Most analysts said it was the longest public exchange on climate change they could remember Trump engaging in.

“For the first time, President Trump acknowledged that human activity has, at least in part, caused climate change,” the American Conservation Coalition, a conservative environment group, said in a statement.

Biden, for his part, used the debate time to push his $2 trillion green stimulus plan. “Nobody’s gonna build another coal-fired plant in America. They’re gonna move to renewable energy,” the former vice president said.

Read:Presidential debate antics leave many viewers disgusted

As was the tactic throughout the debate, the president jumped in as Biden spoke, challenging that the price of the climate-change proposal advanced by the Democrat was much higher and the plan more aligned to the Green New Deal advanced by the progressive arm of the party.

“Not true,” Biden replied.

Accepting the science: Describing the difference between the two candidates often starts with acceptance of the factors behind rising emissions, extreme temperatures and droughts, as well as swelling sea levels that threaten coastlines. While it’s true that the science is evolving, Trump had repeatedly called man-made climate change a “hoax” but has softened that language. He has said “science doesn’t know” what lies ahead.

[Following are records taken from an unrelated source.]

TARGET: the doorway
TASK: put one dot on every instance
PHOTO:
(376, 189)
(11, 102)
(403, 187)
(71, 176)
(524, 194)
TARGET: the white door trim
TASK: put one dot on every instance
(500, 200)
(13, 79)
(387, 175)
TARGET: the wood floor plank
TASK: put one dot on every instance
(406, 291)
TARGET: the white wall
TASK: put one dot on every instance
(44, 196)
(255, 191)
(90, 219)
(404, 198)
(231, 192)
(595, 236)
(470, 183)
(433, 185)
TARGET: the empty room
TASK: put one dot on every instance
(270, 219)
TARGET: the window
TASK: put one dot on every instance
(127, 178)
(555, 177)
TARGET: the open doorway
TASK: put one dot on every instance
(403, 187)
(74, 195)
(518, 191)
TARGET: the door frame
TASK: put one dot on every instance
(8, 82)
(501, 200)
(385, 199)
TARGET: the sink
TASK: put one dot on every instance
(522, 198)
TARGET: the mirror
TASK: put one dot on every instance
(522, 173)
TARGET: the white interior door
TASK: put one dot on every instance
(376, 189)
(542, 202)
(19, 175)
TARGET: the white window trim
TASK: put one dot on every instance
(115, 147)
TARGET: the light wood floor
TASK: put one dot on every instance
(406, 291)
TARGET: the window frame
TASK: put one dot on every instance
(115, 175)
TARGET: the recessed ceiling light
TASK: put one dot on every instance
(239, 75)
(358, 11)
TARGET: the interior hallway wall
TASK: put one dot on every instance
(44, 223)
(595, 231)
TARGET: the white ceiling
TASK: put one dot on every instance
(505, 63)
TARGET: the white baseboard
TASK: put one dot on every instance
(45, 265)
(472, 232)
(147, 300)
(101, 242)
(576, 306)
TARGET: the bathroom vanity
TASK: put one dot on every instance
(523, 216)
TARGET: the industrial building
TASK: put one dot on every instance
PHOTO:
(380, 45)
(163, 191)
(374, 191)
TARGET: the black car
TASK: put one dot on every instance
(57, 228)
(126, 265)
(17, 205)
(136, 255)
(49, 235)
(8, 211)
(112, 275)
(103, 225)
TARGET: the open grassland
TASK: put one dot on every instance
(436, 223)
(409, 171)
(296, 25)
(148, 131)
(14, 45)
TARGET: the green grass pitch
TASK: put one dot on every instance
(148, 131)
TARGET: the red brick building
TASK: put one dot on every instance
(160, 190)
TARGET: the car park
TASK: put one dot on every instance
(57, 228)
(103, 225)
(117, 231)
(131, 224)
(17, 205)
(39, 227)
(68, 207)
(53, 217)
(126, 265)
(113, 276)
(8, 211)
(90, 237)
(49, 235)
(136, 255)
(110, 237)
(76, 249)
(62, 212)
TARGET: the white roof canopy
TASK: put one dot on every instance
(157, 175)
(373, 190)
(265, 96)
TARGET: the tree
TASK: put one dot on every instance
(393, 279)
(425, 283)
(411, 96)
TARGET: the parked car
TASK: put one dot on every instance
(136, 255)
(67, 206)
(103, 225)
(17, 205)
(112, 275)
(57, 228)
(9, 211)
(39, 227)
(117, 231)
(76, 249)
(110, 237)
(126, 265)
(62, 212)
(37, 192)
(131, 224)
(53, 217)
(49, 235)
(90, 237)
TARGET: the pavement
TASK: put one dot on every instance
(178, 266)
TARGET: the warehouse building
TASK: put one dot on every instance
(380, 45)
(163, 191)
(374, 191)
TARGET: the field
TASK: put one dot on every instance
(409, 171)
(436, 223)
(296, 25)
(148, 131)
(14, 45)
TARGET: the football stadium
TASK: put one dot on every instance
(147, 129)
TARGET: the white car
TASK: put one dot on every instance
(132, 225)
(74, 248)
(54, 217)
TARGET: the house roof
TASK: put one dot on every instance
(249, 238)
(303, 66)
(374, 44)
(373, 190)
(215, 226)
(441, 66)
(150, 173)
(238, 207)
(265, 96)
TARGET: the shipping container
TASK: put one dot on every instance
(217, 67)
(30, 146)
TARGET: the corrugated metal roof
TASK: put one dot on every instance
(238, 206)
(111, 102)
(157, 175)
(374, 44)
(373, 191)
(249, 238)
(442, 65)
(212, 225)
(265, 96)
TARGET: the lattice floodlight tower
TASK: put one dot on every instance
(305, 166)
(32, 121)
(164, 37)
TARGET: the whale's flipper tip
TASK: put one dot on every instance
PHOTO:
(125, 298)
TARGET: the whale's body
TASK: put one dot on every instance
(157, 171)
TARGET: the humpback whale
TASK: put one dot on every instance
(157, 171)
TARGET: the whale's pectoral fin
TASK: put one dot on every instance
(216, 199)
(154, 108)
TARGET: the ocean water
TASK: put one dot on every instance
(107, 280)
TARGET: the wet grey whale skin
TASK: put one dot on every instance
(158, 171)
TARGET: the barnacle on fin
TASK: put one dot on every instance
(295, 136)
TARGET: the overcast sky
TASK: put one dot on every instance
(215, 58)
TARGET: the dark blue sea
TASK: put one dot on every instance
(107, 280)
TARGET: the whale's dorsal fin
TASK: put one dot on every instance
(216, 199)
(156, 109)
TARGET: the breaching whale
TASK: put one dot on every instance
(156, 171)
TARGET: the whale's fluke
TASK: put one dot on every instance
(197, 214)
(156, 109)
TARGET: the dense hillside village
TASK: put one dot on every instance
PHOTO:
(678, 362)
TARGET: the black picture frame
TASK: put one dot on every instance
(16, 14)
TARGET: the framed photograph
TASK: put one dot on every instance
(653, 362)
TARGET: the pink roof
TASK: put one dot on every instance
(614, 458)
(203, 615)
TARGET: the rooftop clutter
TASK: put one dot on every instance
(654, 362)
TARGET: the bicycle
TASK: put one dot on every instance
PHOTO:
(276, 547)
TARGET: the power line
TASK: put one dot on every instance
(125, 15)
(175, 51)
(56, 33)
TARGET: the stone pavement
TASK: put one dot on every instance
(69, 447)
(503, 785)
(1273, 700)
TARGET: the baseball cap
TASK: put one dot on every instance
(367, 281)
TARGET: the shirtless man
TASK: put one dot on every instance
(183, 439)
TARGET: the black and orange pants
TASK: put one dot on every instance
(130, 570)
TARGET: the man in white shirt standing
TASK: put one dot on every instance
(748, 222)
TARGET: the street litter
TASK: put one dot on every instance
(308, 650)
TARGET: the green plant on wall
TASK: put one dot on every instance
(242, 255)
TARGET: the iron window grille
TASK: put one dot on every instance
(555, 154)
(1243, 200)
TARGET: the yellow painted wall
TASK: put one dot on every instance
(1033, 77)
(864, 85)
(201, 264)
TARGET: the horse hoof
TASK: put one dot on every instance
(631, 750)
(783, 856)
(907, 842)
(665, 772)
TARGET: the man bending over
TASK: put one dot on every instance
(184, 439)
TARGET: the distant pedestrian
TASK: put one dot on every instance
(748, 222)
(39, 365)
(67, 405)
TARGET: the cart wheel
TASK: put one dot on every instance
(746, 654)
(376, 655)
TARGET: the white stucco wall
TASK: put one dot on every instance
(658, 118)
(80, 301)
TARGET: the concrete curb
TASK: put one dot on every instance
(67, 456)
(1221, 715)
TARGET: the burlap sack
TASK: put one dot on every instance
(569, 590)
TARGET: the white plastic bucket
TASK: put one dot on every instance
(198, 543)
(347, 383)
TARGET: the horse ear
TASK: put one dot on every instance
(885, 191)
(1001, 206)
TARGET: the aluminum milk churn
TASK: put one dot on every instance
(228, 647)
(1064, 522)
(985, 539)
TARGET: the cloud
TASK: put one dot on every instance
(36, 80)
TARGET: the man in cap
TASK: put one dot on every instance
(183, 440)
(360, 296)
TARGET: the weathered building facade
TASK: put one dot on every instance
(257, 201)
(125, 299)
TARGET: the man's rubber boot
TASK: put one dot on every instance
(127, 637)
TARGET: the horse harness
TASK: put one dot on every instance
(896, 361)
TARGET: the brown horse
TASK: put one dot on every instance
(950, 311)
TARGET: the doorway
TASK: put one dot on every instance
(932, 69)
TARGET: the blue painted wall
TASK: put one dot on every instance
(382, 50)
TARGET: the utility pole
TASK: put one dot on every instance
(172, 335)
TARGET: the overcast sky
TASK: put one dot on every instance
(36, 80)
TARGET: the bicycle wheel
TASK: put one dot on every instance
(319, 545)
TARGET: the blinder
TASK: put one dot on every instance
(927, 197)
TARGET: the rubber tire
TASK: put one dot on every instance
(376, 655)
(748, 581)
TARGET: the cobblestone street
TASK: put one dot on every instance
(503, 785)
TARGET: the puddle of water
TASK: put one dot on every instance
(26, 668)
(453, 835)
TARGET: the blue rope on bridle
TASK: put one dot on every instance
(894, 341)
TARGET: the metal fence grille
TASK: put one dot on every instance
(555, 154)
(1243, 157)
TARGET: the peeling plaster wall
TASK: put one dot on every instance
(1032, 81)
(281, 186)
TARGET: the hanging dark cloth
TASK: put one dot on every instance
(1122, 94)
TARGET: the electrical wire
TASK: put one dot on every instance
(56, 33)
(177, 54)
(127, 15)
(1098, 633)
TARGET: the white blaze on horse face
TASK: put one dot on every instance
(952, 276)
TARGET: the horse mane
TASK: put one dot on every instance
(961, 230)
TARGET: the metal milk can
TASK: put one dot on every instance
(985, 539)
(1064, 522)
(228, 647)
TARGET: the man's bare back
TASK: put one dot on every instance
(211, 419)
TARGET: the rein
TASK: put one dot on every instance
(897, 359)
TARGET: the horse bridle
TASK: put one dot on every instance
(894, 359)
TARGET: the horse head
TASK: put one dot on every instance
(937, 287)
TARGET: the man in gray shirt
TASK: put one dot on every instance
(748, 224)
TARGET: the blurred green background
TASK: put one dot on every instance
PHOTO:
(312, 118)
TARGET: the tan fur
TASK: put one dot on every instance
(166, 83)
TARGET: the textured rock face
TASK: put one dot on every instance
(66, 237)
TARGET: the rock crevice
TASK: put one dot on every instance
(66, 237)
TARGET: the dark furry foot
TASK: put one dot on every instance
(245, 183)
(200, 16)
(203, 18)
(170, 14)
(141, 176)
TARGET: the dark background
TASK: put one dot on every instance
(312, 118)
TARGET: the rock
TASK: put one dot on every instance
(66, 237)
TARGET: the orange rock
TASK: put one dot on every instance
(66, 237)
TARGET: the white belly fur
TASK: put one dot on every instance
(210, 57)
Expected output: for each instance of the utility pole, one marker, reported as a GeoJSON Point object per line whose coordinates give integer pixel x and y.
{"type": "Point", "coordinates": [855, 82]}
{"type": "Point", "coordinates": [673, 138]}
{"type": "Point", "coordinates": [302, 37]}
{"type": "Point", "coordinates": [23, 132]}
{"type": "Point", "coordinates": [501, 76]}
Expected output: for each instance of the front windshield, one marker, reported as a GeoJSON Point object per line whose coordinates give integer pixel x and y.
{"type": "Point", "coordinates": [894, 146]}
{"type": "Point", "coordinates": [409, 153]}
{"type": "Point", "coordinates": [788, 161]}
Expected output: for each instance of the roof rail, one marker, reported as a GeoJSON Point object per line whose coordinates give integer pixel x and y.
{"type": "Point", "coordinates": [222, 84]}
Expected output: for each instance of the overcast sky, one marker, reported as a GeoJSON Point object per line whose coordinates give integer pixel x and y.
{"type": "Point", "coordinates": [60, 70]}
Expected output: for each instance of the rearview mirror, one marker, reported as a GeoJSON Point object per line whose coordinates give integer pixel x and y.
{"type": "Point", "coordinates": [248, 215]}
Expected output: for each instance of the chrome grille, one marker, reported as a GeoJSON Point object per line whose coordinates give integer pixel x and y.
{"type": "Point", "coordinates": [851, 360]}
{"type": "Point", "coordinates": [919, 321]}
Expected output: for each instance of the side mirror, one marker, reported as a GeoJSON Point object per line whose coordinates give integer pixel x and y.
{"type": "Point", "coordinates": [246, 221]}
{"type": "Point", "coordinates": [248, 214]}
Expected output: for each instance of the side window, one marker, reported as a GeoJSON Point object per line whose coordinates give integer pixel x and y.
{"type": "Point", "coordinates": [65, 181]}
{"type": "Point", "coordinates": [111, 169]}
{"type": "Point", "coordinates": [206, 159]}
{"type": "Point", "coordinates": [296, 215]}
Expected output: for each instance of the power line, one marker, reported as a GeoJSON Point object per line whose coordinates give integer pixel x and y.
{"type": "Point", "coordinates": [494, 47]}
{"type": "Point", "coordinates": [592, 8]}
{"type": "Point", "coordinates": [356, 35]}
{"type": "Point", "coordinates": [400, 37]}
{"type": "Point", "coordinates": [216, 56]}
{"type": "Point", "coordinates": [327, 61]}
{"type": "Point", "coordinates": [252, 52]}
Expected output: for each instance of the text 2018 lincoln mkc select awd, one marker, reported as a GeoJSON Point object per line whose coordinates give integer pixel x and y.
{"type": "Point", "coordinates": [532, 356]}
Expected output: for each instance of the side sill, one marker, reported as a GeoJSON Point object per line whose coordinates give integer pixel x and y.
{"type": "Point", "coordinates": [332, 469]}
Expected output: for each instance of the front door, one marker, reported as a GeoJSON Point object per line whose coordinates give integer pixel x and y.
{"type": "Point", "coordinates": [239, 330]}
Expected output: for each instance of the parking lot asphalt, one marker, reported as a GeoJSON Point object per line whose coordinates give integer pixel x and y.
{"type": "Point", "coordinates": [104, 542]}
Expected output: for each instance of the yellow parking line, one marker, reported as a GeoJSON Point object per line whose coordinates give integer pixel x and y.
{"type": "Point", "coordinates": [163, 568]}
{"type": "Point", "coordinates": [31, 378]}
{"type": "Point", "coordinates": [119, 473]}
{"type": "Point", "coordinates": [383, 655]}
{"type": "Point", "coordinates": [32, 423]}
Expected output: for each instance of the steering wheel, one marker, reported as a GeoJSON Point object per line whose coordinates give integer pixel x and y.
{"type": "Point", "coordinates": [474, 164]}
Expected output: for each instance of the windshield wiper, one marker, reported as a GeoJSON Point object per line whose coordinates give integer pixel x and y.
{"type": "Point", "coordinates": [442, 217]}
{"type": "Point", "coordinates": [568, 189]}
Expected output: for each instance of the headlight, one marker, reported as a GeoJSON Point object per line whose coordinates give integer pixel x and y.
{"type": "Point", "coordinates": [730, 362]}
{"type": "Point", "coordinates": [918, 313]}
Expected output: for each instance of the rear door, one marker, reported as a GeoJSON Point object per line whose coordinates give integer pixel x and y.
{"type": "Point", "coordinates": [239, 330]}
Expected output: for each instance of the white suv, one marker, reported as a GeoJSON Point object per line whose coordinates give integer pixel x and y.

He and supporters have stressed the importance of keeping fossil fuels in the energy mix to hold down operational and transportation costs for businesses and households and to help the U.S. cling to a newly fortified position as an oil and natural-gas exporter, which they claim earns a valuable position against geopolitical heavyweights Saudi Arabia and Russia. Additionally, the administration and its supporters are concerned that the U.S. effort to curb its own polluting is not matched in the developing world; this was cited as a factor when Trump moved to pull the U.S. from the Paris Climate accord.

Related: Facebook gives in to pressure on climate-change myths — including that antifa started deadly wildfires in western states — with new ‘science-based’ hub

Trump’s position on climate change may not matter as much as the makeup of Congress after the election.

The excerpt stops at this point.